NMR of nanoparticles has the capacity to decipher many of the field’s current mysteries. The nuclei maps may be able to expose the general topography and character of the particle surface: Is it a sparse landscape of a single type of molecule, like a desert of Joshua trees? Or is it densely packed with various molecules, like the mix of spruce, pines, and firs of the Appalachian forests? Do the molecules bend and flap around freely, like those trees in the wind, or are they rooted and unyielding? Not unlike Google Maps after all.

… We wish. In reality, NMR of particles is currently more like the early beta versions of MapQuest. It can provide a fuzzy idea of the particle landscape, but nowhere near the level of complex detail required to really understand the surface. Why not?

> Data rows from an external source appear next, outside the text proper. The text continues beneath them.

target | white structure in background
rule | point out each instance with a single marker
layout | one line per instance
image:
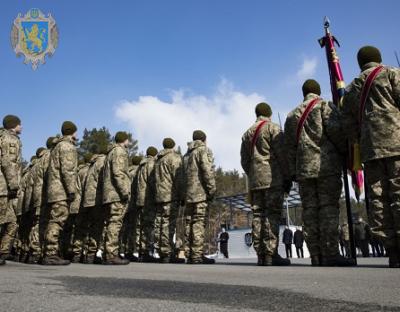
(238, 244)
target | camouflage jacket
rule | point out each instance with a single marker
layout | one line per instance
(132, 171)
(62, 175)
(145, 181)
(317, 154)
(21, 195)
(379, 133)
(92, 191)
(200, 174)
(265, 162)
(82, 173)
(168, 176)
(116, 181)
(10, 161)
(39, 187)
(29, 184)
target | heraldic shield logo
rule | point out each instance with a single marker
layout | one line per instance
(34, 36)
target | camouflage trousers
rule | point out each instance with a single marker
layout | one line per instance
(320, 201)
(88, 235)
(35, 237)
(164, 228)
(145, 237)
(195, 230)
(115, 213)
(267, 209)
(9, 226)
(383, 189)
(128, 233)
(57, 216)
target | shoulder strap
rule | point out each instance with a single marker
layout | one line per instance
(365, 91)
(304, 117)
(257, 134)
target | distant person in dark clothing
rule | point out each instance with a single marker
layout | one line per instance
(361, 237)
(288, 241)
(298, 241)
(344, 237)
(223, 243)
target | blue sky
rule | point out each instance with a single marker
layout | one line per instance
(120, 60)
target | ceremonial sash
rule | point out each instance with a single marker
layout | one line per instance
(256, 135)
(304, 117)
(365, 91)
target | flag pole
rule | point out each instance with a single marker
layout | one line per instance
(338, 90)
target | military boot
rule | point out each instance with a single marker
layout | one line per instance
(89, 259)
(260, 260)
(164, 260)
(315, 260)
(116, 261)
(32, 259)
(203, 260)
(276, 260)
(76, 259)
(394, 261)
(132, 258)
(338, 261)
(147, 259)
(54, 260)
(176, 260)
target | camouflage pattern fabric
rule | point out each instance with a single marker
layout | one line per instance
(195, 231)
(58, 215)
(62, 171)
(116, 180)
(115, 213)
(320, 201)
(199, 173)
(379, 133)
(165, 226)
(168, 176)
(316, 154)
(267, 210)
(265, 163)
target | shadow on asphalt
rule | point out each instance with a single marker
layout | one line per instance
(227, 296)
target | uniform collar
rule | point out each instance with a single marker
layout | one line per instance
(164, 152)
(198, 143)
(369, 65)
(260, 118)
(310, 96)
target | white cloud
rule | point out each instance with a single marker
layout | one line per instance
(224, 116)
(308, 69)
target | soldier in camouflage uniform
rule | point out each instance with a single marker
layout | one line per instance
(33, 245)
(61, 190)
(200, 189)
(168, 186)
(315, 162)
(128, 237)
(80, 217)
(263, 160)
(377, 128)
(116, 192)
(25, 217)
(145, 206)
(39, 203)
(10, 178)
(92, 215)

On numerous  other posts on this blog (How to Avoid Bitter Coffee…, Why are Nanomaterials so special?, Nature’s Nanomachines Harnessed to Enable Healthier Delicious Ice Cream) we’ve hammered in the point that nanoparticles are tiny. However, they’re actually huge when compared to most organic molecules, like those that make up medications like aspirin and ibuprofen. NMR is optimized for small, agile molecules like these, not slow, bulky nanoparticles.

 

For a tiny nuclear magnet to emit a clear resonance signal, it must be able to tumble around freely and nimbly. When it’s anchored to something as “heavy” as a nanoparticle, its movement is restricted—like a wolf whose paws are sinking into mud during a storm. This restriction dramatically affects the nucleus’s relaxation process and muffles its resonance signals (as the rain drowns out the wolf’s bark), so the resulting spectrum is much harder to interpret.

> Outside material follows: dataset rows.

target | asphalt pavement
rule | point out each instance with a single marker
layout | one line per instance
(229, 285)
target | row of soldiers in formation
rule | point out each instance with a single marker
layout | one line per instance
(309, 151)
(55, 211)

NMR is also not a very sensitive technique, so it can’t detect molecules below a certain concentration. Many of our nanoparticle syntheses give us scant amounts of product—often way below this detection limit.

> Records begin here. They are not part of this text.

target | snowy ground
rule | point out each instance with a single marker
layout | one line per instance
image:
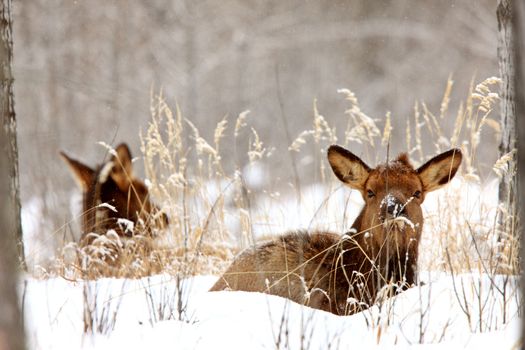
(446, 312)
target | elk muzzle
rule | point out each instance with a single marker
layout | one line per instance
(393, 213)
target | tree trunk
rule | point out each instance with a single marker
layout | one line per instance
(506, 51)
(11, 327)
(519, 82)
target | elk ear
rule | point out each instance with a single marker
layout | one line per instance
(82, 174)
(121, 172)
(348, 167)
(439, 170)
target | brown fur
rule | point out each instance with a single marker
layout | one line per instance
(344, 274)
(112, 183)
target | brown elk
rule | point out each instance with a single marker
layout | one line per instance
(111, 192)
(344, 274)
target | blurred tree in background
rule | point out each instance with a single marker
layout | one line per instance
(85, 70)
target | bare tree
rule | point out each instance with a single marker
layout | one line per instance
(11, 327)
(506, 52)
(519, 83)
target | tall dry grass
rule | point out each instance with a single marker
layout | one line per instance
(213, 213)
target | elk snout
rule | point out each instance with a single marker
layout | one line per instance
(392, 207)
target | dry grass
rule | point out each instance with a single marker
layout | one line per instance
(187, 179)
(212, 213)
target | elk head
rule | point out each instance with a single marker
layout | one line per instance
(110, 192)
(392, 219)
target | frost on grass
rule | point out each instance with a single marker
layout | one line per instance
(468, 264)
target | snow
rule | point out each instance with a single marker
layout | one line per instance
(471, 310)
(429, 314)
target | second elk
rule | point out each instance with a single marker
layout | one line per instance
(343, 274)
(116, 208)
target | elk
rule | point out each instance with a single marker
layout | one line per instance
(111, 192)
(344, 274)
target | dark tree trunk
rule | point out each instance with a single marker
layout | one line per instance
(11, 326)
(506, 52)
(519, 82)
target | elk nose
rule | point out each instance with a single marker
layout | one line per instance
(393, 206)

If NMR provides its own set of challenges, why do we bother with it at all? Under the right conditions, NMR can reveal things that other techniques can’t. X-ray photoelectron spectroscopy or Fourier transform infrared spectroscopy, for example, might simply disclose the atoms or bonds present, whereas NMR can depict a complete portrait of the molecular structure. So, we pool our arsenal of data from a wide variety of techniques to create the most complete picture possible of the nanoparticle surface. Maybe someday we’ll have our nanoparticle version of Google Street View.